# Summing two frequencies

Discussion in 'Homework Help' started by ChuNya, Jun 15, 2010.

1. ### ChuNya Thread Starter New Member

Jun 15, 2010
4
0
Good evening,
I would really appreciate a suggestion to the next problem.
I need to build a circuit that summing the frequencies of two square waves, for example if the input is 50Hz and 30Hz the output will be 80Hz.
The problem is that I have to use specific component (LM741, DAC, ADC, counters).
P.S the phase and the amplitude of the new wave is not important only the frequency.
any suggestions?

2. ### Wendy Moderator

Mar 24, 2008
20,765
2,536
What you need is heterodyning.

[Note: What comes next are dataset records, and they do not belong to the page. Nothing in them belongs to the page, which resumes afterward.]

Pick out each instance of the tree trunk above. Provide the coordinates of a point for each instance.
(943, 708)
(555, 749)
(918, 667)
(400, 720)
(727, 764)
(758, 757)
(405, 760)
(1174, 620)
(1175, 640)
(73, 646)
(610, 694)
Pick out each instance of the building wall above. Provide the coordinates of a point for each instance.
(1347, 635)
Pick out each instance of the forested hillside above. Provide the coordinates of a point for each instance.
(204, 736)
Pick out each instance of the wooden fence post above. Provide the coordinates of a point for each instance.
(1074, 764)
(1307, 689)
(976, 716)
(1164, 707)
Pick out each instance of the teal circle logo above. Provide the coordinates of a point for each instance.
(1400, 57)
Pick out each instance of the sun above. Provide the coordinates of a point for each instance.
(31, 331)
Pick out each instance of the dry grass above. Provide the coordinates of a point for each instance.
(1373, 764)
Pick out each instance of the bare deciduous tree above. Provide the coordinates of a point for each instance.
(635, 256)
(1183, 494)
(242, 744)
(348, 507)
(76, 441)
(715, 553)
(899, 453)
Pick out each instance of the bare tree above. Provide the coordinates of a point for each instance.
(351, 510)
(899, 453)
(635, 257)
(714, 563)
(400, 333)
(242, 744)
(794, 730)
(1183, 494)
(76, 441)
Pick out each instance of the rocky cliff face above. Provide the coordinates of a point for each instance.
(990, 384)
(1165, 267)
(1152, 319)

This is usually done with diodes or some other non-linear system.

Feeding two waveforms into such a circuit will produce the sum and the difference of the input frequencies, as well as both the input frequencies, so filtering is required.

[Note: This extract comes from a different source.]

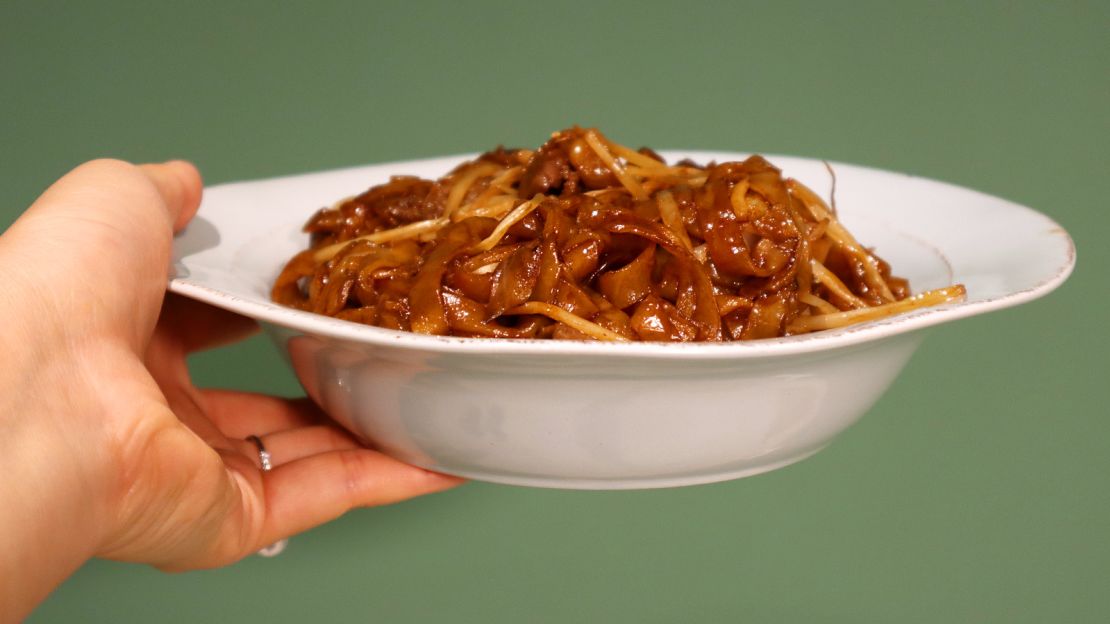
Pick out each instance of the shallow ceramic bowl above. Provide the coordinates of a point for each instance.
(593, 415)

There are many ways to make a mixer, which is one circuit that does this (note, mixer is a generic term, not all mixers heterodyne). Balanced mixer or an XOR gate are also examples of a heterodyne circuit.

3. ### steveb Senior Member

Jul 3, 2008
2,433
469
Another method is to use frequency to voltage converters on each signal, add the voltages and then use a voltage to frequency converter.

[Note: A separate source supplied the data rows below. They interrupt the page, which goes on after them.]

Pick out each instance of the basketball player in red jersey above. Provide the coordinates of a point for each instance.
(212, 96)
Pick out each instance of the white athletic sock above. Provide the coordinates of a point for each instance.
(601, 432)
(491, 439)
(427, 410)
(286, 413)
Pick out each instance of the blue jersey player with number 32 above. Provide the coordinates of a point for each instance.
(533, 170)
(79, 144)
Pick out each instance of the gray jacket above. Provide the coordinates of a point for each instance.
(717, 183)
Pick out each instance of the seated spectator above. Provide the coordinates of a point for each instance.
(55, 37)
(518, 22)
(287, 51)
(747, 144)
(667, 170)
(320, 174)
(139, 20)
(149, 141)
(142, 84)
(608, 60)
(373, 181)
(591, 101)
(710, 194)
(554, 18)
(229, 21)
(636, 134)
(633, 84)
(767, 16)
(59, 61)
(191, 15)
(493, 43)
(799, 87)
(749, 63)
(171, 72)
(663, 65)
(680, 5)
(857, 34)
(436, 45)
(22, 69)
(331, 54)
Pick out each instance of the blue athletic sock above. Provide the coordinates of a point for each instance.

4. ### ChuNya Thread Starter New Member

Jun 15, 2010
4
0
I think that the heterodyne mixer will not work here because I have to use digital components thus am not sure I can use it (because if I remember correctly one of the ways to make heterodyne mixer is using the diode bridge).
About the F to V converter and then V to F converter way, I thought about it from the beginning but am not sure how to implement it using the components I've listed.
If anyone can give me a hint I'll appreciate it.

5. ### steveb Senior Member

Jul 3, 2008
2,433
469
You should start assignments like this by brainstorming as much as possible. Break the problem into pieces and think of as many ways as possible to achieve the sub-functions.

For example, a voltage to frequency converter is available in various chip solutions. If you look at the theory of operation of a given chip, you can get hints. For example, I've attached a spec sheet.

For frequency to voltage conversion, think about how to measure frequency. For example, frequency is cycles per second. Therefore, if you activate a counter with an enable bit that is active for a set period of time, and use the signal as a clock, you will count cycles in a given time period.

For conversion of the counter output into a voltage, maybe a DAC does that for you automatically?

Keep thinking along these lines. Sketch out various ideas and circuits and eventually the solution will be clear. Don't be surprised if the answers come while you are sleeping. Keep a notepad and pen by your bed.